Chaque fois que j’aborde l’épilogue d’un roman, et que je l’écris sans même conscientiser les mots que je pose à l’écran, je m’aperçois du courage que cet acte représente. J’ai dit des choses et je coupe ma parole. J’ai dit ce que j’avais à dire, et j’ai considéré que j’avais des choses à dire. Courage ou peut-être orgueil, tout compte fait. Il faut oser ouvrir ce flux de mots, il faut encore plus prendre le risque de couper ce flux, de lui donner un titre, d’envisager de le communiquer au monde.
J’aime écrire les derniers chapitres d’un roman. Toujours une séquence où je m’oublie, où je dois me départir des doutes qui m’ont envahie et ralentie au cours de l’écriture pour pouvoir rassembler ce courage que requiert le point final. Une séquence où tout prend sens, où je déterre en moi les intentions qui m’ont fait engager ce processus d’écriture dans un premier temps. Je suis émue de découvrir tout ce que mes personnages gardaient celé en eux, ce que je voulais dire et que je n’avais pas osé m’avouer à moi-même jusque-là. Les derniers chapitres sont un moment de vérité. Pure et sincère.
C’est une parenthèse où le doute n’a plus sa place. C’est entre mes personnages et moi. Eux et moi. Ce que je veux dire et seulement ça. Le jugement du monde est nul à cet instant, il n’a pas à imposer son mépris injuste sur la sincérité. Il faudrait pouvoir toujours écrire ainsi, insoucieux du jugement potentiel de l’extérieur, qu’on intériorise par réflexe et qu’on s’impose à soi-même.

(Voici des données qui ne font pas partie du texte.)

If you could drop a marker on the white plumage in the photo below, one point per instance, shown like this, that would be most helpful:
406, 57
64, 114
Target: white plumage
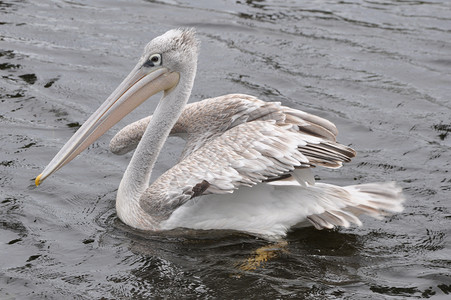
246, 164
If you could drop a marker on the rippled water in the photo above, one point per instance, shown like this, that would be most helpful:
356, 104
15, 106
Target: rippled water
381, 70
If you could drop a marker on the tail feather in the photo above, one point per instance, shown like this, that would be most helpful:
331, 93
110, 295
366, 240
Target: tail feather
373, 199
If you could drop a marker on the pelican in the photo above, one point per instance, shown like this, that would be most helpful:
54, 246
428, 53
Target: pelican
246, 165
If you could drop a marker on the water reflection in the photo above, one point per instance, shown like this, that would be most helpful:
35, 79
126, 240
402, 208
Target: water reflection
378, 69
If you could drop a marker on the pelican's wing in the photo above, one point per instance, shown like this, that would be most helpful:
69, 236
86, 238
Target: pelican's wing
246, 154
205, 120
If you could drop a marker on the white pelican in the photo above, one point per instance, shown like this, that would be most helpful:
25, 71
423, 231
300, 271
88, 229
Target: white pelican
246, 165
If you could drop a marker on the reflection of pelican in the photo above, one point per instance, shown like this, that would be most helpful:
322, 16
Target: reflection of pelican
246, 165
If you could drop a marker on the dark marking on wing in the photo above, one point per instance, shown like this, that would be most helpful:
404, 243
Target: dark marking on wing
200, 188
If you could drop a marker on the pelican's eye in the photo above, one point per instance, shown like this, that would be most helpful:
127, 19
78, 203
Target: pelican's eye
153, 61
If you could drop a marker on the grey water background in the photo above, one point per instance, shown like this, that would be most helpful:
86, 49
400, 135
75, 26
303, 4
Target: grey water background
380, 70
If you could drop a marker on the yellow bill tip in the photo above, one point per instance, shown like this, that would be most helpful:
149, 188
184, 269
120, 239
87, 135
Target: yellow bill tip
38, 180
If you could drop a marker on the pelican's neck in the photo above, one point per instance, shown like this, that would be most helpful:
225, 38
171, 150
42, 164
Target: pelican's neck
137, 175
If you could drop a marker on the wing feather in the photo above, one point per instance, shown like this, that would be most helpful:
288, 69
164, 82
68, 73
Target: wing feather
246, 154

J’écris désormais un peu repliée sur moi-même, je rassemble tout ce que j’ai d’orgueil pour me dire « je vais me recentrer et dire ce que j’ai sur le cœur, oser admettre que c’est ce qui importe (moi et mes intentions). Puis, plus tard, je penserai au reste ». Par le passé, parce que j’ai aussi écrit sur Wattpad, biberonnée aux retours immédiats de mes lecteurs, je ressentais un besoin incessant de validation. Je crois que c’est un réflexe sain, au début d’un parcours d’écrivain, parce qu’il y a tant à apprendre, et tant d’humilité à gagner, qu’il faut aussi se confronter aux regards et admettre tout ce que l’on a encore à apprendre.

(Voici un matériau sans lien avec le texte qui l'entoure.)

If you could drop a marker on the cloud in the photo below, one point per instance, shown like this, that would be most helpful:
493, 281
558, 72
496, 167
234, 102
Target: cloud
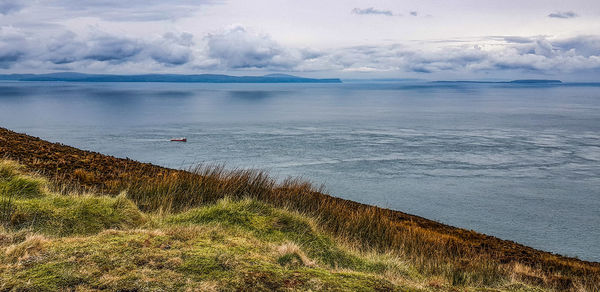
372, 11
113, 49
173, 49
563, 14
237, 48
112, 10
9, 6
539, 55
13, 47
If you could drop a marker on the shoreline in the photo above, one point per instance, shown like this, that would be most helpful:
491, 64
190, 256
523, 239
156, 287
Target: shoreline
95, 171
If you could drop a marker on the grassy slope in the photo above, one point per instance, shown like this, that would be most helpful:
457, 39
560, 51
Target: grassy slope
52, 241
434, 253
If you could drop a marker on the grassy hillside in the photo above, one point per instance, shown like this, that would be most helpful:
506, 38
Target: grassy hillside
51, 241
393, 249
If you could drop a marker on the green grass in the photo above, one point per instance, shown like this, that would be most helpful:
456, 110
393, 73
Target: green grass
60, 242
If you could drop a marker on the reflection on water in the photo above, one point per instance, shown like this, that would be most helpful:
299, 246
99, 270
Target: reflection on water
518, 162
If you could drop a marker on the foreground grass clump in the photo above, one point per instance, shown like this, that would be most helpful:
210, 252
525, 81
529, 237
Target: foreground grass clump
86, 242
26, 203
442, 255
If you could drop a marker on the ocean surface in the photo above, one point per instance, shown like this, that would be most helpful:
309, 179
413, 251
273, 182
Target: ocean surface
517, 161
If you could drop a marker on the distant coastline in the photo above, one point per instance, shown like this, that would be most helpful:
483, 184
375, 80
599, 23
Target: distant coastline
518, 81
175, 78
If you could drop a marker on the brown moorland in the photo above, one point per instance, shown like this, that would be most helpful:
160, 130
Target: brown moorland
462, 256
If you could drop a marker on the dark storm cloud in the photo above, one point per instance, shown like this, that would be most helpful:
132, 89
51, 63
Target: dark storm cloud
371, 11
563, 14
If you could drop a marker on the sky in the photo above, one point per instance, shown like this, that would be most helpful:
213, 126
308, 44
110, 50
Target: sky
435, 40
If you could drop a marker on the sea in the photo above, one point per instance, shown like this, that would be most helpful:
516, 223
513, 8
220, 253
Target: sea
516, 161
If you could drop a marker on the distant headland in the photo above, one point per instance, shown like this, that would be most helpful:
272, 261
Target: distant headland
518, 81
180, 78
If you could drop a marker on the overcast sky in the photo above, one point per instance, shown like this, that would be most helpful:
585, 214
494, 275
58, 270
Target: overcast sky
469, 39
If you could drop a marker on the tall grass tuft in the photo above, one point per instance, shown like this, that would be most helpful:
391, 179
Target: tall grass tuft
368, 226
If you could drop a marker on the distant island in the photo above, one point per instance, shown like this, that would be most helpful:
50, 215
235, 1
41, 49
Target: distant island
181, 78
519, 81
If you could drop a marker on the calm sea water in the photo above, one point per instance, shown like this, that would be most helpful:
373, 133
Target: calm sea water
521, 162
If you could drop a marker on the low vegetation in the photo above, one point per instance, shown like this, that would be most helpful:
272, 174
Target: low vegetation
286, 235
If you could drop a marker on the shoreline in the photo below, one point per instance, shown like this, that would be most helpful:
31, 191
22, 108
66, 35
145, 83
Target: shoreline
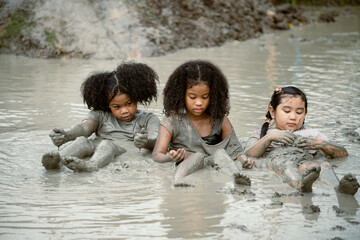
113, 30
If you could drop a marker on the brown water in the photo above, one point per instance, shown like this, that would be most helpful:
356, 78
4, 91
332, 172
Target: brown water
139, 202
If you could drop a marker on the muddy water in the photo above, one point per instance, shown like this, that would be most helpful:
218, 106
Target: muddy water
133, 198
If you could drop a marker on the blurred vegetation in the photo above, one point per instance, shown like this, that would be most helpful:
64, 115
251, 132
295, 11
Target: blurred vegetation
14, 29
318, 2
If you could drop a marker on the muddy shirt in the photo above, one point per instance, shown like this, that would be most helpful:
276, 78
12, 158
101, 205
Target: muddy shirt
304, 132
109, 127
184, 135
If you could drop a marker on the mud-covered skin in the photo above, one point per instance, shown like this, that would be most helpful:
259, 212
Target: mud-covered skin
348, 185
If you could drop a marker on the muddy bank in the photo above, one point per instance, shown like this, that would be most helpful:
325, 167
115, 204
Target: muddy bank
130, 29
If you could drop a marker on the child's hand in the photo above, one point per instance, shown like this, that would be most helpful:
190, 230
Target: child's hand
58, 136
285, 137
246, 162
310, 143
141, 139
177, 156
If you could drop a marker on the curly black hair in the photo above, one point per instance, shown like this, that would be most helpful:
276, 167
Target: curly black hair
190, 74
135, 79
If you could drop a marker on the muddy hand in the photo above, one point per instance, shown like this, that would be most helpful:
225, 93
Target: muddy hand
247, 162
58, 136
141, 139
309, 143
282, 136
177, 156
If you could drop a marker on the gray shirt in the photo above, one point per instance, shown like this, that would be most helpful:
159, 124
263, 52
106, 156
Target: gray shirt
109, 127
184, 135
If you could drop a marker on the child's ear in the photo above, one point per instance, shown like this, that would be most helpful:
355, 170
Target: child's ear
271, 111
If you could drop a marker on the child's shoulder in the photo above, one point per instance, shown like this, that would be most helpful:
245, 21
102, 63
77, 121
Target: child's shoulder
311, 132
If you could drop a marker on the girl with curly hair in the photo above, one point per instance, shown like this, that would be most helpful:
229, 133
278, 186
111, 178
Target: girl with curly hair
288, 108
112, 98
196, 130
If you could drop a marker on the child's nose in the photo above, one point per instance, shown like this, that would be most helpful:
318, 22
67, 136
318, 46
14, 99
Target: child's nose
124, 110
292, 115
198, 102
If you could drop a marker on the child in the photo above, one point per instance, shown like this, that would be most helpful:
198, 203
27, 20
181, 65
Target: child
112, 98
196, 103
288, 108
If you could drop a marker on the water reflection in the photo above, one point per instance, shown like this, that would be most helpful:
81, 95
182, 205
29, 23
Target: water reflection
37, 95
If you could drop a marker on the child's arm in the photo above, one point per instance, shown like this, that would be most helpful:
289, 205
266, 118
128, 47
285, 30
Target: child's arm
260, 147
226, 128
147, 137
160, 150
60, 136
330, 149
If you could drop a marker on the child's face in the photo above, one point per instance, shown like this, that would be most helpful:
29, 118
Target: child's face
123, 108
197, 99
290, 113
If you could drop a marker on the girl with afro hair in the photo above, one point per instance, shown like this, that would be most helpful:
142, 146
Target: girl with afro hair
196, 131
112, 98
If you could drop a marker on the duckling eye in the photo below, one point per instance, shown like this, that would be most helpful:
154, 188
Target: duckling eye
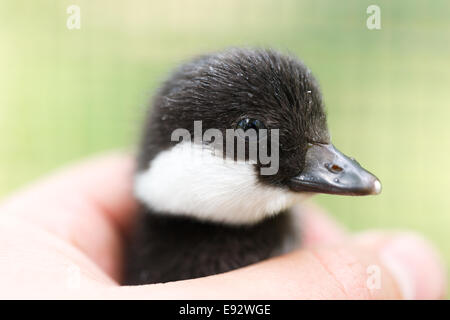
247, 123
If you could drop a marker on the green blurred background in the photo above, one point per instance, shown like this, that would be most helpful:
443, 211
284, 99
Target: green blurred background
66, 94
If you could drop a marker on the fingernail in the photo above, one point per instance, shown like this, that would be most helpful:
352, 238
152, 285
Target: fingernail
416, 267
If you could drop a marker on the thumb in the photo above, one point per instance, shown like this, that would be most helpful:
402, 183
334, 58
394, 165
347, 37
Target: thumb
369, 266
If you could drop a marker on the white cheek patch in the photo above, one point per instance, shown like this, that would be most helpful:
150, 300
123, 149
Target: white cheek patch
189, 180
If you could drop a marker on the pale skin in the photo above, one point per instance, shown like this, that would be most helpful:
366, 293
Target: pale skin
72, 225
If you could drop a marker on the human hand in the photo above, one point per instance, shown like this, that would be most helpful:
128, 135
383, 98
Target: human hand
63, 238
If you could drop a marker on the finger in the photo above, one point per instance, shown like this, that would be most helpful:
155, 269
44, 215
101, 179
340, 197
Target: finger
87, 204
317, 227
386, 267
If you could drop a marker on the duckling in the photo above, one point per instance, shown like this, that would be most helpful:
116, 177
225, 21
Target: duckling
204, 212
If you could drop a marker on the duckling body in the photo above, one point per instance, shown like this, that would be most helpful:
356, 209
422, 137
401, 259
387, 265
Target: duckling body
205, 212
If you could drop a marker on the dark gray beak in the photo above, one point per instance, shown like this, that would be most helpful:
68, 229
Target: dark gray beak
327, 170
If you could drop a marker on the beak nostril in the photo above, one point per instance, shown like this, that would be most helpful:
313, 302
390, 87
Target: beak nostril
333, 167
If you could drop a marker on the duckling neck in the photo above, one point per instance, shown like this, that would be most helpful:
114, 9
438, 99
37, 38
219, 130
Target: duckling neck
169, 248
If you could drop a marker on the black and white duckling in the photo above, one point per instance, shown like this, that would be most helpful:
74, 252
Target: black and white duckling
206, 209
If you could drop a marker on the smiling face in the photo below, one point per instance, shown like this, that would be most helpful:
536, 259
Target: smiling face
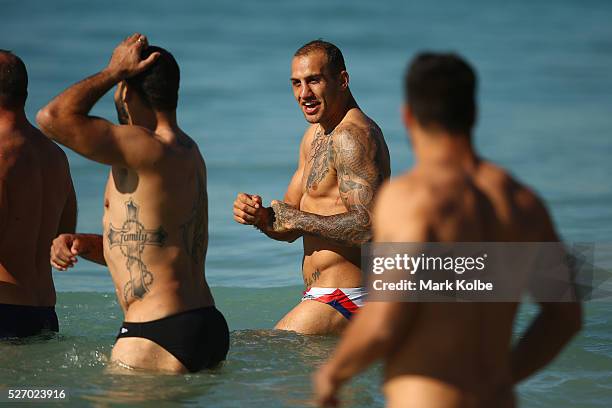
318, 92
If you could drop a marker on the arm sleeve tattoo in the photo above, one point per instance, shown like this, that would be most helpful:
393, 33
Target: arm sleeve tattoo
359, 175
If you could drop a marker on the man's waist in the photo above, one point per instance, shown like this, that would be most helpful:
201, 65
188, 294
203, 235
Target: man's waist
160, 306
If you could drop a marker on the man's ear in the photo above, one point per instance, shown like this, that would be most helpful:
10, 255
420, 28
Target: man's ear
407, 116
344, 79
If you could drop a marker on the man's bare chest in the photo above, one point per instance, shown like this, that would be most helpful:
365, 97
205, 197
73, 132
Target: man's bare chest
320, 178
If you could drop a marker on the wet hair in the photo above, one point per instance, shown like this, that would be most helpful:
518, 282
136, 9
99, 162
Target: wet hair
335, 60
13, 81
441, 90
158, 85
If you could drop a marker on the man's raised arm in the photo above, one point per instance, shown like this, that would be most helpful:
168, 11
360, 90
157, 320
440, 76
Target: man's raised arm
66, 118
359, 176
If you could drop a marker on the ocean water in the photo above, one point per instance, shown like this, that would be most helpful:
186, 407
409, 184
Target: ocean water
545, 95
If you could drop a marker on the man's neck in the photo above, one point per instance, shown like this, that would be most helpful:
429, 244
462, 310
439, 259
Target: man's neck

Quand on accepte enfin que l’écriture est un apprentissage incessant, je crois qu’il est possible de se replier sur soi-même, d’emmerder un peu les attentes du monde pour se dire : « je n’écris pour aucune autre raison que celle d’écrire ». C’est vrai, on peut écrire pour un éditeur, pour un public, pour un rayon en librairie, mais c’est avouer dans le même temps qu’on n’écrit pas tout à fait librement. Il me semble que l’idéal artistique est celui d’une liberté complète au moment du processus de création. Éventuellement, on compromet ensuite cette liberté, ultérieurement, quand il s’agit de communiquer cette œuvre au monde. On est parfois obligé de se traduire pour dialoguer avec ce monde extérieur. Le moins possible, évidemment.

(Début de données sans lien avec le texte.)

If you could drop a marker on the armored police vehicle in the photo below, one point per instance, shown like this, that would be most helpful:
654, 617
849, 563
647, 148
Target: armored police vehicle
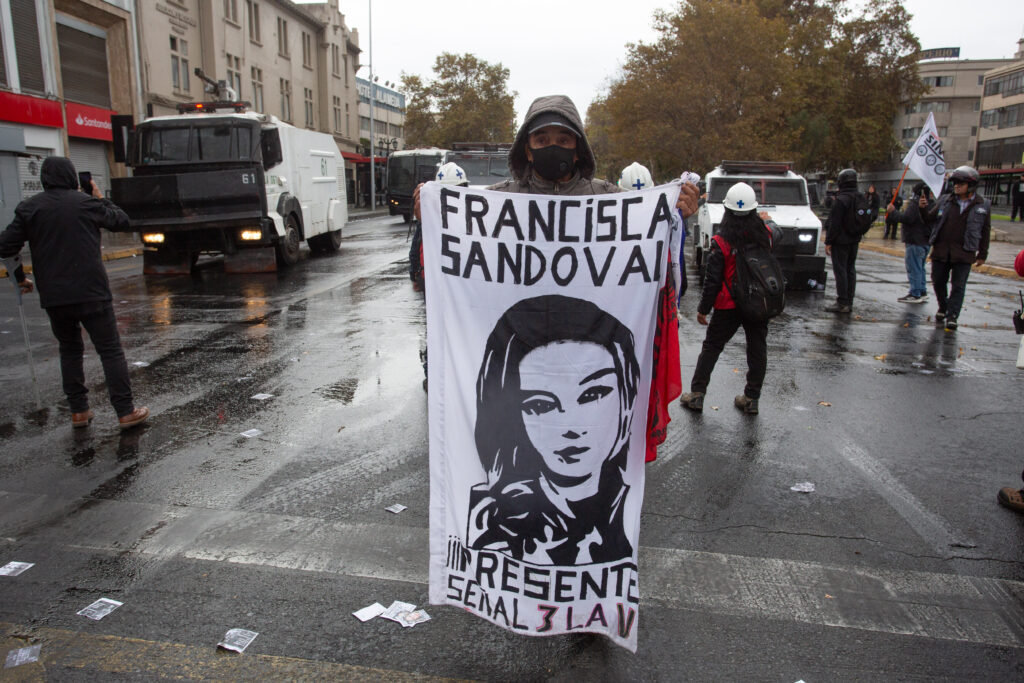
217, 178
783, 195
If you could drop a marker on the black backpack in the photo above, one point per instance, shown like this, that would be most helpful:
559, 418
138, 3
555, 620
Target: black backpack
759, 286
858, 216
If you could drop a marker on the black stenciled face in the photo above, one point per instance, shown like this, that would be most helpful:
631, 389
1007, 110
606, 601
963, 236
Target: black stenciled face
570, 406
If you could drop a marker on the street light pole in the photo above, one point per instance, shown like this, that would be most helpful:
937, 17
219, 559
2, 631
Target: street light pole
373, 189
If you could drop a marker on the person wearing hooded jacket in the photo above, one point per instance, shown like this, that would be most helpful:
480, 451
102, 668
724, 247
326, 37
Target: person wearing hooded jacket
841, 245
61, 226
551, 156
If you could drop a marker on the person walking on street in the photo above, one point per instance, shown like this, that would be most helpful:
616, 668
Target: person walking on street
915, 233
961, 226
841, 244
892, 217
61, 226
740, 226
1017, 200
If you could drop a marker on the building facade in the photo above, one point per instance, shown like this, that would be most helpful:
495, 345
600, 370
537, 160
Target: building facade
66, 67
1000, 136
297, 62
954, 91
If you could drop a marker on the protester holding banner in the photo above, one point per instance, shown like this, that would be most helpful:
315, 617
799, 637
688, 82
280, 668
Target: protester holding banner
962, 225
740, 226
61, 226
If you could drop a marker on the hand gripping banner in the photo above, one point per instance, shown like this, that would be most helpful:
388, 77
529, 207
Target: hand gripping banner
541, 314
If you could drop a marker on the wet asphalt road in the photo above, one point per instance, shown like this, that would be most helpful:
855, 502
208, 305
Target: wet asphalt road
899, 566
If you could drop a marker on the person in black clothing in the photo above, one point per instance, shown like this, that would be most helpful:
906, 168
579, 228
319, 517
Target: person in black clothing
61, 226
892, 217
842, 246
1017, 199
740, 226
915, 233
961, 227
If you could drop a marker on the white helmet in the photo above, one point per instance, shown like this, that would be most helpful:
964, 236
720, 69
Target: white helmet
452, 174
740, 199
635, 176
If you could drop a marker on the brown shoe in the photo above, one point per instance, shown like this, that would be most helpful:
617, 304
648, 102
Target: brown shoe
81, 419
1011, 498
134, 418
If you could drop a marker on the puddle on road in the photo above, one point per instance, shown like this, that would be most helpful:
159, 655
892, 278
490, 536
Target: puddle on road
343, 390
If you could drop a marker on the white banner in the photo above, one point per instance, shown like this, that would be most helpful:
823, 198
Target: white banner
541, 314
926, 158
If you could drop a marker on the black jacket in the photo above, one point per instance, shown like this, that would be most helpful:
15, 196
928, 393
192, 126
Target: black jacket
61, 226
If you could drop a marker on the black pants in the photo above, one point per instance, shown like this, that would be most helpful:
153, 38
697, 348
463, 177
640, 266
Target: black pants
724, 323
845, 271
97, 318
951, 302
892, 226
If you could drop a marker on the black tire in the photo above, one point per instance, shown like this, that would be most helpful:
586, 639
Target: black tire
327, 243
288, 246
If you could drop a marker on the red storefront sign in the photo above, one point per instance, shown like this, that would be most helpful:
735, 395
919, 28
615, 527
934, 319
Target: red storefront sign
91, 122
35, 111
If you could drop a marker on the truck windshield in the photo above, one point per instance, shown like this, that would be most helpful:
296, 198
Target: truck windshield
781, 191
218, 142
482, 169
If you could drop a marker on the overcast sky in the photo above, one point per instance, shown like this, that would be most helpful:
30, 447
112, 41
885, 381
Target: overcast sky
573, 47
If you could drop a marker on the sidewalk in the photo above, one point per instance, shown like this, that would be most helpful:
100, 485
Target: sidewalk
120, 246
1001, 250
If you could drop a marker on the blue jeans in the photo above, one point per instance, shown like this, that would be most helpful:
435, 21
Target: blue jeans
914, 259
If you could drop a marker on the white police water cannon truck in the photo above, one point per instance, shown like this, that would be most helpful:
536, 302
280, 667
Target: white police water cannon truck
783, 195
218, 178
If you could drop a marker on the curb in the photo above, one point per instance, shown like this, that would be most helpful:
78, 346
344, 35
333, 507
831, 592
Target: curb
985, 269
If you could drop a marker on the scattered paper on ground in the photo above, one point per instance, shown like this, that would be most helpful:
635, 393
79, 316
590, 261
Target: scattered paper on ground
14, 568
238, 639
22, 655
369, 611
99, 608
396, 607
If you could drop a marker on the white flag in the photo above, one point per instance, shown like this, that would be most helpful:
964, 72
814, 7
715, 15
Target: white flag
926, 159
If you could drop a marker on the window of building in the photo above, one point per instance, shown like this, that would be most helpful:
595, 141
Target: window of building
252, 9
286, 99
235, 75
307, 50
179, 65
257, 78
283, 37
28, 51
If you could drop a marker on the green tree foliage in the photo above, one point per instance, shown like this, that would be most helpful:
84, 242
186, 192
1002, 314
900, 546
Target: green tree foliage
807, 80
467, 100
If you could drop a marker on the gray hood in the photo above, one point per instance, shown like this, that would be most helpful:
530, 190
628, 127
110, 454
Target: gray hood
518, 164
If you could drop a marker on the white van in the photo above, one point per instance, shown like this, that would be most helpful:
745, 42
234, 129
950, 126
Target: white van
783, 195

Je crois que dans tout art il y a un certain niveau à partir duquel ce que l’extérieur a à nous redire n’est pas nécessairement bon à prendre. Il faut apprendre à faire le tri. J’en reparlerai assurément dans une autre newsletter, mais il n’y a que nous qui savons ce que nous voulons faire. Personne n’est à l’intérieur de nous. En fait, il faut s’ouvrir à l’extérieur sans se trahir, réussir à dialoguer en cherchant ce qu’il y a en nous d’universel, et je crois justement que la sincérité, cherchée avec patience (et solitude), permet à force d’obstination d’atteindre ce morceau d’universel qui fera écho au reste du monde. Une bonne critique, c’est celle qui nous permet de chercher ce pont entre notre moi sincère et le monde.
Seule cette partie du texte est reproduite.